As we have to serve this data out to remote clients, we convert the numpy data to various forms, using numpy.tolist() as an intermediary step.
Each query is stateless, there are no globals, and so between queries no references are be maintained.
In one particular step I get an apparent memory leak, which I have been trying to trackdown via memory_profiler. This step involves converting a large (>4m entries) ndarray of floats to a python list. The first time I issue the query the tolist() call allocates 120m of memory, and then deallocates 31m when I release the numpy array. The second (and subsequent times) I issue the identical query the allocation/deallocation is 31m. Each different query I issue has the same pattern, though with different absolute values.

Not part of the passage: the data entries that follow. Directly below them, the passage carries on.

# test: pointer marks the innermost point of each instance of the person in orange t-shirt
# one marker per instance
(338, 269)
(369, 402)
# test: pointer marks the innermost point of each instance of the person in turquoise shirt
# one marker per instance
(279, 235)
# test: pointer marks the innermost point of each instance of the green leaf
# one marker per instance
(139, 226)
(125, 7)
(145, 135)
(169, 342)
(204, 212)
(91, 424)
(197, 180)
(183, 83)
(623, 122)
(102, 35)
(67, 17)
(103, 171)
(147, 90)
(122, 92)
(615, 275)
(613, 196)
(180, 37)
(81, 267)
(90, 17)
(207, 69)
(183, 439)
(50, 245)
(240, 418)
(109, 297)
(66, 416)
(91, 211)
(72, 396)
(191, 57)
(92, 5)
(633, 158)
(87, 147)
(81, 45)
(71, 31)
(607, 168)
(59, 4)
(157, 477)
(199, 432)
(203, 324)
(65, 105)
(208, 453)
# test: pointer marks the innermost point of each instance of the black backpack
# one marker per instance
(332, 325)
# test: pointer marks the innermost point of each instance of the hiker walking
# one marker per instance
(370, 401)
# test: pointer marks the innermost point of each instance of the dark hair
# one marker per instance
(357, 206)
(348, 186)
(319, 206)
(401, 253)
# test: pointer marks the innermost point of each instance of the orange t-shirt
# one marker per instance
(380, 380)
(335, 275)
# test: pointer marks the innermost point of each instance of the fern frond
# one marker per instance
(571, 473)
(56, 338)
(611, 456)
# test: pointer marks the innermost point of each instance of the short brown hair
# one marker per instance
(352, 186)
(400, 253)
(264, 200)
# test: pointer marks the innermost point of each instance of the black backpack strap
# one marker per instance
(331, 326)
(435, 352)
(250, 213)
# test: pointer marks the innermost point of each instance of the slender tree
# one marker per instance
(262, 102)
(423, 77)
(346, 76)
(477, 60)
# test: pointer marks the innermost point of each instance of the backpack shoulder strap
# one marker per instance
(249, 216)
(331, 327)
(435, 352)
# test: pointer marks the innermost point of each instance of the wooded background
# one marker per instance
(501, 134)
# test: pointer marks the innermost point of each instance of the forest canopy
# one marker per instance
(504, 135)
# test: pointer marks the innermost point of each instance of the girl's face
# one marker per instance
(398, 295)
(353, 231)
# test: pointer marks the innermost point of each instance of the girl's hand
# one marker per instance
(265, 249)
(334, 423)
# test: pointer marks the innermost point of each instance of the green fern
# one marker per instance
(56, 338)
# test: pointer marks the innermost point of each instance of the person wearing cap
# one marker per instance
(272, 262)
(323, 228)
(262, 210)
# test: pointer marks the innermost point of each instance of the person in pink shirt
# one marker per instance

I've torn apart my code, and forced in some del commands for illustrative purposes. Output, below, is from memory_profiler.profile
First issue of query:
Line # Mem usage Increment Line Contents
================================================
865 296.6 MiB 0.0 MiB p = ikeyData[1]['value']
866 417.2 MiB 120.6 MiB newArr = p.tolist()
867 417.2 MiB 0.0 MiB del p
868 385.6 MiB -31.6 MiB del ikeyData[1]['value']
869 385.6 MiB 0.0 MiB ikeyData[1]['value'] = newArr
Second(and subsequent) instances of same query:
Line # Mem usage Increment Line Contents
================================================
865 494.7 MiB 0.0 MiB p = ikeyData[1]['value']
866 526.3 MiB 31.6 MiB newArr = p.tolist()
867 526.3 MiB 0.0 MiB del p
868 494.7 MiB -31.6 MiB del ikeyData[1]['value']
869 494.7 MiB 0.0 MiB ikeyData[1]['value'] = newArr
As you can imagine, in a long-running process with highly variable queries, these allocations build up forcing us to regularly bounce the server.
Does anyone have thoughts as to what might be happening here?